Specifically, how the steps increase when we rearrange nodes in a special order.
Analyze the time complexity of the following code snippet.
// Reorder linked list: L0->L1->...->Ln-1->Ln to L0->Ln->L1->Ln-1->...
void reorderList(ListNode* head) {
if (!head || !head->next) return;
// Find middle
ListNode *slow = head, *fast = head;
while (fast && fast->next) {
slow = slow->next;
fast = fast->next->next;
}
// Reverse second half
ListNode* prev = NULL;
ListNode* curr = slow;
while (curr) {
ListNode* nextTemp = curr->next;
curr->next = prev;
prev = curr;
curr = nextTemp;
}
// Merge two halves
ListNode* first = head;
ListNode* second = prev;
while (second && second->next) {
ListNode* tmp1 = first->next;
ListNode* tmp2 = second->next;
first->next = second;
second->next = tmp1;
first = tmp1;
second = tmp2;
}
}
This code reorders a linked list by first finding the middle, reversing the second half, then merging the two halves in alternating order.
Identify the loops, recursion, array traversals that repeat.
- Primary operation: Traversing the list multiple times: once to find middle, once to reverse, once to merge.
- How many times: Each traversal goes through about n/2 to n nodes, where n is list length.
As the list size grows, each step takes longer roughly proportional to the number of nodes.
| Input Size (n) | Approx.
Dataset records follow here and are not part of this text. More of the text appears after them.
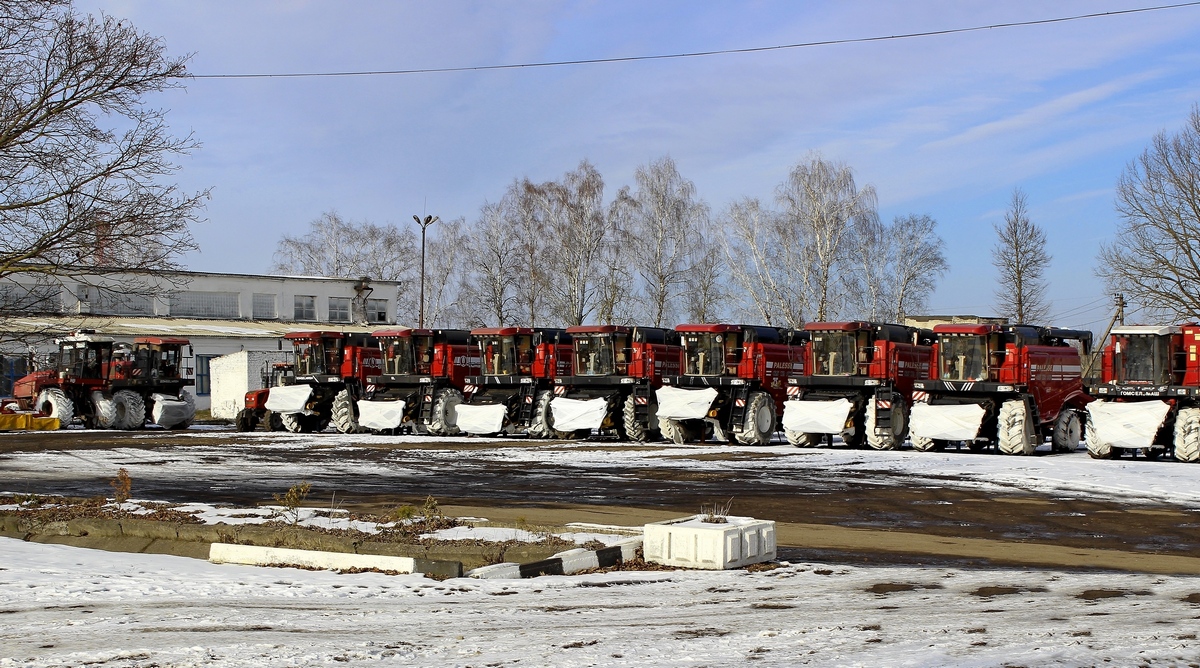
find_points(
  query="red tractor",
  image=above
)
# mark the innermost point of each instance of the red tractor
(112, 385)
(1149, 396)
(858, 384)
(421, 381)
(515, 383)
(331, 369)
(617, 371)
(1009, 385)
(733, 380)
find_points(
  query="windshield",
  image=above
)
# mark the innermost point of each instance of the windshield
(963, 356)
(709, 354)
(835, 353)
(1141, 359)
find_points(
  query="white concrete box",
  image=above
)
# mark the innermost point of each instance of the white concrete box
(690, 542)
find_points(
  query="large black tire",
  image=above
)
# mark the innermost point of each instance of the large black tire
(635, 429)
(1067, 431)
(445, 420)
(345, 414)
(759, 425)
(53, 402)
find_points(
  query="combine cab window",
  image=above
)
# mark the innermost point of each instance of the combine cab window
(835, 353)
(963, 357)
(1143, 359)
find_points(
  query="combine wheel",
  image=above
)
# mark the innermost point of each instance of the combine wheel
(53, 402)
(445, 420)
(1066, 431)
(1014, 429)
(343, 414)
(893, 439)
(759, 426)
(1187, 435)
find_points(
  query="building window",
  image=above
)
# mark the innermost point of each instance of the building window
(339, 310)
(305, 307)
(203, 378)
(205, 305)
(377, 311)
(264, 307)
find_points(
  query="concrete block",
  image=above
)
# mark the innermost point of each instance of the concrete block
(691, 543)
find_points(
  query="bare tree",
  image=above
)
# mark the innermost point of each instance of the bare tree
(1156, 257)
(1021, 258)
(83, 161)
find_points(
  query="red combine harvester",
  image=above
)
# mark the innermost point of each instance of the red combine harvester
(331, 369)
(421, 381)
(1149, 396)
(858, 384)
(617, 371)
(112, 385)
(733, 380)
(514, 387)
(1009, 385)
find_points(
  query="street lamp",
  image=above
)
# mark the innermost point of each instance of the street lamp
(425, 223)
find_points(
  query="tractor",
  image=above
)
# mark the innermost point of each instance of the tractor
(1149, 395)
(113, 385)
(330, 375)
(733, 380)
(423, 377)
(617, 371)
(514, 386)
(858, 384)
(1005, 385)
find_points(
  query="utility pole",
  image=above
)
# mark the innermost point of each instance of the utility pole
(425, 223)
Operations |
|---|---|
| 10 | About 30 steps (3 passes of ~10 nodes) |
| 100 | About 300 steps |
| 1000 | About 3000 steps |
Pattern observation: The total steps grow roughly in a straight line with input size.
Time Complexity: O(n)
This means the time to reorder grows directly with the number of nodes in the list.
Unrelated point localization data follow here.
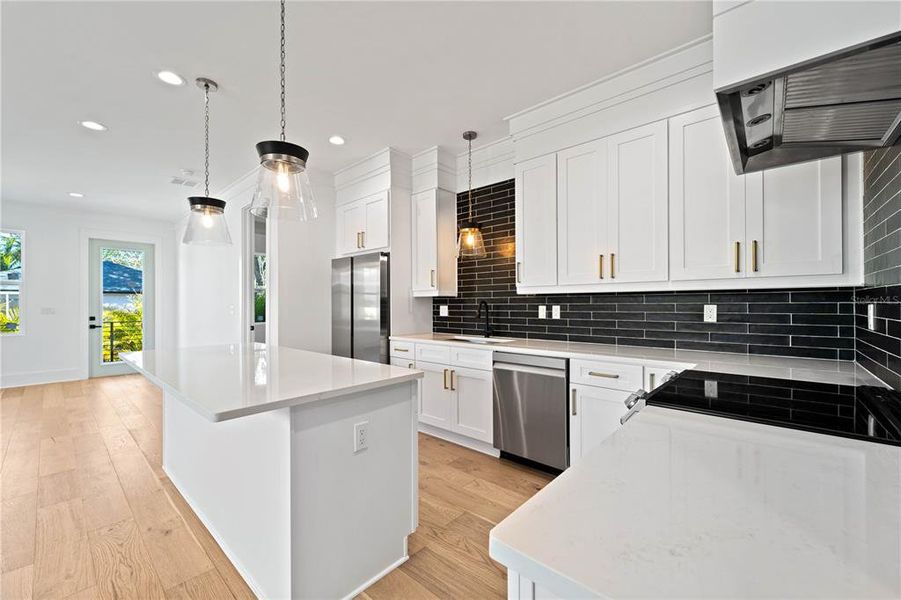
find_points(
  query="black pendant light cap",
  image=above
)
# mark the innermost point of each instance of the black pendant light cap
(206, 201)
(283, 148)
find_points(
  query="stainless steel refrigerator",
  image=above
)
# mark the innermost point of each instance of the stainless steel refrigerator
(360, 307)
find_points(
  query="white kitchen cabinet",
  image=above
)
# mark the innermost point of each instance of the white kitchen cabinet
(434, 219)
(582, 232)
(637, 204)
(363, 225)
(794, 220)
(473, 416)
(536, 221)
(594, 414)
(437, 398)
(707, 200)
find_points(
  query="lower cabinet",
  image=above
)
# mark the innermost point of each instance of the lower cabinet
(594, 414)
(457, 399)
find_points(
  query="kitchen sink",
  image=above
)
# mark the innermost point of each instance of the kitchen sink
(480, 339)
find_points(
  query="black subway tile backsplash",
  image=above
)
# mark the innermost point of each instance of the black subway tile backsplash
(784, 322)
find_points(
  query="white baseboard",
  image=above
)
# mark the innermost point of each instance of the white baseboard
(39, 377)
(387, 570)
(460, 440)
(225, 549)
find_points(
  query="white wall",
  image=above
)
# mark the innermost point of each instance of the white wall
(53, 346)
(210, 279)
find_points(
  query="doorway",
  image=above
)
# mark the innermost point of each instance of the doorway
(120, 303)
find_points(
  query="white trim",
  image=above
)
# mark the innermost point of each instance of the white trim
(84, 265)
(460, 440)
(39, 377)
(387, 570)
(240, 568)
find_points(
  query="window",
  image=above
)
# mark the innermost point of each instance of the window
(10, 281)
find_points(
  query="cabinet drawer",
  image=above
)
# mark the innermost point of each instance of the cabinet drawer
(433, 353)
(616, 376)
(472, 358)
(405, 350)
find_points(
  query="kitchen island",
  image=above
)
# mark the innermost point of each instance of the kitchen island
(678, 504)
(303, 466)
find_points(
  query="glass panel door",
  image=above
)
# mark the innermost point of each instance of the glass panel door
(121, 303)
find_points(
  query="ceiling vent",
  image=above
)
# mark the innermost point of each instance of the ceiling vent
(182, 181)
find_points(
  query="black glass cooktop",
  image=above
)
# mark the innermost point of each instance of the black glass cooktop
(865, 412)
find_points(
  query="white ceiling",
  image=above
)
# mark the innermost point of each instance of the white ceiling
(405, 74)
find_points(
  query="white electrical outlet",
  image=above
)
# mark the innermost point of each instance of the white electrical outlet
(361, 436)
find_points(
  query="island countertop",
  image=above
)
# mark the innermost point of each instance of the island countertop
(677, 504)
(235, 380)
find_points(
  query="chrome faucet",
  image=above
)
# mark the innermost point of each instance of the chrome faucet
(484, 304)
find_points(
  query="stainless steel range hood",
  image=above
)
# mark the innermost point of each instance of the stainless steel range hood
(845, 102)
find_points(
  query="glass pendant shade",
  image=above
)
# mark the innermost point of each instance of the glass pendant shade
(283, 187)
(206, 222)
(470, 243)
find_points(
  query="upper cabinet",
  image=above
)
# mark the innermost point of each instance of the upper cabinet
(780, 222)
(363, 225)
(434, 216)
(604, 222)
(536, 221)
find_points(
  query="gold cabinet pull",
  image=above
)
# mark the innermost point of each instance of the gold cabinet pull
(606, 375)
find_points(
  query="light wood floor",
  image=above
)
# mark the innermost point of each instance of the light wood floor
(87, 511)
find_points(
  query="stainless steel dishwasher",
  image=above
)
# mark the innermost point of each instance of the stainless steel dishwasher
(530, 408)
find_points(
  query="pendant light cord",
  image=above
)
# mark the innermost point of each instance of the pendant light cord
(470, 179)
(282, 69)
(206, 139)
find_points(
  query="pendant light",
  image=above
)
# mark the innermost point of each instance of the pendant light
(206, 222)
(283, 187)
(470, 243)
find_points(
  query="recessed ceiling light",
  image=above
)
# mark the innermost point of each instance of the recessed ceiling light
(170, 78)
(93, 125)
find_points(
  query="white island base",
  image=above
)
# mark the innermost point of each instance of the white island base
(295, 510)
(263, 445)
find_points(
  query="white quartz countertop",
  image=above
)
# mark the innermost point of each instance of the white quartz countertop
(229, 381)
(683, 505)
(840, 372)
[X] Wrong: "Reversing the second half or merging halves takes more than linear time because it looks complicated."
[OK] Correct: Each step only visits each node once or twice, so total work is still proportional to n, not more.
Understanding this helps you explain how to handle linked lists efficiently, a common skill interviewers look for.
"What if we used recursion to reverse the second half instead of a loop? How would the time complexity change?"